Lütfen biri bana, "O iş öyle değil, şöyle" desin.

AHMET HAKAN'DAN İSTEĞİM

Sevgili Ahmet kötü bir olay yaşadın. Üzüldük. Şimdi iyileşiyorsun. Seviniyoruz.

Yakında yazmaya da başlarsın. Yazılarını özledik.

Ama lütfen. İlk yazında.

Yeraltı dünyası isimleri arasında adı geçen Sedat Peker'le evde kahve içecek kadar samimi olmanın nedenini de yazarsan sevinirim.

Umarım beni kırmazsın, gözlerinden öperim.

HÜRRİYET'E TEŞEKKÜR

Bir zamanlar. Medya bu kadar kirlenmeden.

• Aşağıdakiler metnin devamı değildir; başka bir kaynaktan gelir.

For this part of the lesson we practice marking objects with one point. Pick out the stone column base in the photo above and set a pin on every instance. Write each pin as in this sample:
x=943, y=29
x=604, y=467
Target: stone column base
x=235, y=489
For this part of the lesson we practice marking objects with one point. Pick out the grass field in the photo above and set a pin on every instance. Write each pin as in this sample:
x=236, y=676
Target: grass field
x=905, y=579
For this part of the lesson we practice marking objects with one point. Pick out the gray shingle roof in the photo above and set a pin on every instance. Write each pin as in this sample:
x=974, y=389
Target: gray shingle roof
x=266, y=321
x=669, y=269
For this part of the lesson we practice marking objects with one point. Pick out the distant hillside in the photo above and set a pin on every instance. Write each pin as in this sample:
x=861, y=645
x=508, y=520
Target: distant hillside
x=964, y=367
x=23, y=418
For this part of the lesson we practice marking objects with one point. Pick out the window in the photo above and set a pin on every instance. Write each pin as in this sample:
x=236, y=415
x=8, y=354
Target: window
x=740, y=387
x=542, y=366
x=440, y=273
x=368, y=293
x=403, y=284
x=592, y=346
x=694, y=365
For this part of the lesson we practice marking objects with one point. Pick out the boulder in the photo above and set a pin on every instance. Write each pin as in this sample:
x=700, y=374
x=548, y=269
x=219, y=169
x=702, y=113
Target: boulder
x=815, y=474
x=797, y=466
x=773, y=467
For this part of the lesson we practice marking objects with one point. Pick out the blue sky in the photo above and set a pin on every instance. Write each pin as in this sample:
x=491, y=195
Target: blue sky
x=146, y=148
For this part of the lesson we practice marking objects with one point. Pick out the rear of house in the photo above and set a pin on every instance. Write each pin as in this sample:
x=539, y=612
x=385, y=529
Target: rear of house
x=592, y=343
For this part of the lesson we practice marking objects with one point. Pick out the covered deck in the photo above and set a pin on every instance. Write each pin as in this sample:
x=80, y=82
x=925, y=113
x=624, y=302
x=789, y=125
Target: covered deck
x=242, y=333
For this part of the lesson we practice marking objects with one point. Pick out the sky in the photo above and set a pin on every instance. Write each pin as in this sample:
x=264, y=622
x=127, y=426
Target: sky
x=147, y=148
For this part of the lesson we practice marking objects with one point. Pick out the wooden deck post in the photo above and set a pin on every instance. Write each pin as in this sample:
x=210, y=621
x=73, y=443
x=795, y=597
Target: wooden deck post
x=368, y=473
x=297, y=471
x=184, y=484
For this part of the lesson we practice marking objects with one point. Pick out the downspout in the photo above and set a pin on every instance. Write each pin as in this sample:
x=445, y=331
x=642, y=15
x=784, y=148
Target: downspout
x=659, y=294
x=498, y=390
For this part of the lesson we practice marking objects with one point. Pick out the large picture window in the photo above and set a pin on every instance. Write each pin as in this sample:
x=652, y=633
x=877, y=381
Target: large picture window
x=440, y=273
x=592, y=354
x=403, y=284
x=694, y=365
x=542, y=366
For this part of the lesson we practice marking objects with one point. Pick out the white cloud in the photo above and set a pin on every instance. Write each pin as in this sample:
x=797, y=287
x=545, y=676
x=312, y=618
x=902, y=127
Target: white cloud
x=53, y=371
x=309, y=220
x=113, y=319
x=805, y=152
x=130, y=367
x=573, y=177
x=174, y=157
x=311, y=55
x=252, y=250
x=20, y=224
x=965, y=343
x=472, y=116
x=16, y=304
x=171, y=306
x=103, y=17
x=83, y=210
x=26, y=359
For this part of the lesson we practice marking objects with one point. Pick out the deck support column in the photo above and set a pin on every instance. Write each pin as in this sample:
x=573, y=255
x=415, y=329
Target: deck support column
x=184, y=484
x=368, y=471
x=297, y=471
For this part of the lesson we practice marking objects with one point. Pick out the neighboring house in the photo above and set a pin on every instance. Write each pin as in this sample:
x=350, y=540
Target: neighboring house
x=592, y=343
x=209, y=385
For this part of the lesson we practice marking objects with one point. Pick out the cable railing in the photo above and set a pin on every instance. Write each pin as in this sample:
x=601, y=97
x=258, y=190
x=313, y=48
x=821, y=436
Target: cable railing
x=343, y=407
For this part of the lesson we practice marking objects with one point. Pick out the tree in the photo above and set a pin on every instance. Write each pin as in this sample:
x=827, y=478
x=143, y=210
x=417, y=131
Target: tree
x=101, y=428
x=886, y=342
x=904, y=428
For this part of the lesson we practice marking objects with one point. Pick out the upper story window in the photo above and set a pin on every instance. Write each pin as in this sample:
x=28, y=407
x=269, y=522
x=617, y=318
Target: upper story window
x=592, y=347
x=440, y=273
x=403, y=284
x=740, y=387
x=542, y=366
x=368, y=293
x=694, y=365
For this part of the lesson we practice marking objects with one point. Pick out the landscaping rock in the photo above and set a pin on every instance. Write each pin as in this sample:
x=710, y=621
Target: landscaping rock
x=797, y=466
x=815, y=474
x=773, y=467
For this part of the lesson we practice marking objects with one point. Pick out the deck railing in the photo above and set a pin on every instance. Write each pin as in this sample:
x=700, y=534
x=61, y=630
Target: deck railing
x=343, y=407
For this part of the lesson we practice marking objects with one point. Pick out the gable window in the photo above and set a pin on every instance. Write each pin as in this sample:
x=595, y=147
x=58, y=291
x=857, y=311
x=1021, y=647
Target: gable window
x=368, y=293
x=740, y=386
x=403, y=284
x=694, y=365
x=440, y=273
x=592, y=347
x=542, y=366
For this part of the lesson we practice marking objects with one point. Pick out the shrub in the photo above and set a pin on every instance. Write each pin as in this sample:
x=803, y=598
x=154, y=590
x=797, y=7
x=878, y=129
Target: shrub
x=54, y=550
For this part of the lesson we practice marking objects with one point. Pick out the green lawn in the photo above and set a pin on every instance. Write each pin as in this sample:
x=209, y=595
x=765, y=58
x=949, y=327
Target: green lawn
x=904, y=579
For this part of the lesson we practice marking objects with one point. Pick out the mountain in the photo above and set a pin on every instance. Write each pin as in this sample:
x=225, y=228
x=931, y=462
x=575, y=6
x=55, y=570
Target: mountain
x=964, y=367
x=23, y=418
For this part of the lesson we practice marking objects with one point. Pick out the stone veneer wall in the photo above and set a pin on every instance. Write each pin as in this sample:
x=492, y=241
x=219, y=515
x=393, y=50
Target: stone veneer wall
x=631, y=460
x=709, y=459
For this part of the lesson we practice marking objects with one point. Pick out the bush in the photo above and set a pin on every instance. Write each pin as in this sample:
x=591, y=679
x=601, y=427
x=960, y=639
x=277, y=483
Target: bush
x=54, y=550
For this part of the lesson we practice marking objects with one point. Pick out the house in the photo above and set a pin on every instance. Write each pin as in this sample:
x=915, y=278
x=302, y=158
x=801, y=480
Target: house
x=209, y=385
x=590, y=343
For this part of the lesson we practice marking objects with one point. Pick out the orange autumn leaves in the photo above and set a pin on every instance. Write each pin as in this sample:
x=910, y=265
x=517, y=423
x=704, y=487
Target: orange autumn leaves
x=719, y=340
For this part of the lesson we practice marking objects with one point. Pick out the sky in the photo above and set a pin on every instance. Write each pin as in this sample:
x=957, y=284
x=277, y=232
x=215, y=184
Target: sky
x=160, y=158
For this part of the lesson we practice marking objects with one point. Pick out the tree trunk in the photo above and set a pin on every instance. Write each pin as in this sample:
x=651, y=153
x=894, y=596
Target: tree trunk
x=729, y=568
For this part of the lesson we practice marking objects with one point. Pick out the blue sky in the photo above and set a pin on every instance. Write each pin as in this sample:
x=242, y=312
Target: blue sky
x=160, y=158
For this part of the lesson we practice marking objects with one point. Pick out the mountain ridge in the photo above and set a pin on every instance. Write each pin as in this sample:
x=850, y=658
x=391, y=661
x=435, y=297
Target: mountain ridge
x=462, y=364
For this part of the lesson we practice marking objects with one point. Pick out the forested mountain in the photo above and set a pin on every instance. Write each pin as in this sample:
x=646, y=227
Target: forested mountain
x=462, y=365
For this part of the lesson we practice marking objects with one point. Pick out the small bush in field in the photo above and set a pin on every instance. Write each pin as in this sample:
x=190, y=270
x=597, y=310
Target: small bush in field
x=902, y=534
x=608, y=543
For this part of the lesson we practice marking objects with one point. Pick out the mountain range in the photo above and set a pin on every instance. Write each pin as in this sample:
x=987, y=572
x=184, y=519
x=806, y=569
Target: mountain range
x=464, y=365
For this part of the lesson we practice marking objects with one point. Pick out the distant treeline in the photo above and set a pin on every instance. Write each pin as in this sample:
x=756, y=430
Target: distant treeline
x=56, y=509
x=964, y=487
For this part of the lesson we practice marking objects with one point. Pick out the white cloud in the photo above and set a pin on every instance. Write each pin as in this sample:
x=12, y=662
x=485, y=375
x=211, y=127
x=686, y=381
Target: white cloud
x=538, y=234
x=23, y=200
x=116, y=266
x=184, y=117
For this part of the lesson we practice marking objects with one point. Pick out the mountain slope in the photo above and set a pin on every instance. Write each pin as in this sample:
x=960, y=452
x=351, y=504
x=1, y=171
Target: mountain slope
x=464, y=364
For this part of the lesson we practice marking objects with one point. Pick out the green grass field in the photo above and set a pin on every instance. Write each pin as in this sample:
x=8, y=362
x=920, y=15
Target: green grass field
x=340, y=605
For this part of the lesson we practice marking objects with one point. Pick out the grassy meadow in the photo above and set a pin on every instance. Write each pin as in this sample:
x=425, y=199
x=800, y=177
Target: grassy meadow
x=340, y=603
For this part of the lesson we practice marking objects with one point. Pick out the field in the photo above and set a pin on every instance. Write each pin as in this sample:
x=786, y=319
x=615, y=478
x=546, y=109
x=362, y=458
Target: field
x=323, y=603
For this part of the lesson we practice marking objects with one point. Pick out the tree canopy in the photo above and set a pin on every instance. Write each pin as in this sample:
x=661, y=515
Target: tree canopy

"Haberde fikr-i takip" kavramı vardı. Haber yapılır, sonra olanlar da haberleştirilirdi.

Sonra sonra o da unutulmuştu.

Hürriyet, Bağdat Caddesi'nde, çiçekçiyi ezen ve ortadan kaybolan sürücü konusunu takip etti. Sürücünün bulunamayışını haber yaptı.

Taa ki, sürücü tutuklanana kadar. İnsan böyle bir durumda şöyle demez mi: İyi ki Hürriyet var.

AKLIMDA KALAN

Poyrazköy davasının sonucu: Ergenekon, Balyoz davalarında olduğu gibi Poyrazköy davası da sonuçlandı. Tutuklananlar serbest kaldı, suçlananlar aklandı. Mahkeme sahte delil üretenler hakkında suç duyurusunda bulunma kararı aldı. Sahte delil üretenlerin hesap vermesi ve cezalandırılması konusunu takip edecek gazeteciler var. Belge kalpazanlarını unutmamak, unutturmamak gerekiyor. Suçlular tutuklanmadan, suçsuzlar rahat uyuyamaz.